Крапивин понуро развел руками, потом сцепил пальцы в замок и сжал их до хруста в суставах.
— Я ничего не могу с собой поделать! — признался он. — Я извращенец. Подонок, жаждущий уложить в постель собственную сестру. Узнай об этом отец, он бы проклял меня! Я не заслуживаю снисхождения.
— Зачем же вы пришли ко мне?
— Как мне остановить ее?
— Кого?
— Анну! Она будет продолжать убивать, а я не смогу без конца заметать следы и уничтожать улики. Какая жизнь нас ждет? Нас! Видите, я уже не мыслю себя без Анны. Я дал слово отцу… черт! Я перестал различать, где мой долг, а где… вожделение. Неужели это похоть заставляет меня безумствовать? Никогда не думал, что могу быть настолько безрассудным. Как будто до Анны у меня не было женщин. Я не помешан на сексе, уверяю вас. У меня есть любовница… танцовщица из варьете. Но с тех пор как появилась Анна, я совершенно охладел к ней. Я не узнаю себя.
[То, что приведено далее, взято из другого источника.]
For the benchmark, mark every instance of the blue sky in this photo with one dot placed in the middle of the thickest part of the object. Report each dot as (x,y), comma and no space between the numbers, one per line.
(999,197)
Глория помолчала, глядя в его красивое лицо, искаженное страданием.
— У вас развивается «синдром Адели», — заявила она. — Это своего рода психоз, говорю вам как врач.
— Вы… врач? — поразился Крапивин.
— У меня диплом врача, — улыбнулась она. — Кстати, в Международной классификации болезней описанное вами состояние классифицируется как «расстройство привычек и влечений». Примерно такое же, как страсть к азартным играм или клептомания
[8]
.
— Да ну? — засомневался посетитель. — Вы шутите.
— Ничуть. Подобная патология характеризуется непреодолимым желанием совершать опасные для себя и окружающих действия. Причем возникает это желание спонтанно, и ему невозможно противостоять.
— Похоже…
— «Синдромом Адели» сей недуг назвали по имени дочери знаменитого писателя Виктора Гюго, — объяснила Глория. — Девушку охватила любовная одержимость. Ее неразделенное чувство к офицеру Альберту Пинсону переросло в душевную болезнь. Офицер не отвечал ей взаимностью, а она всюду преследовала его, оплачивала карточные долги Пинсона и даже нанимала ему проституток.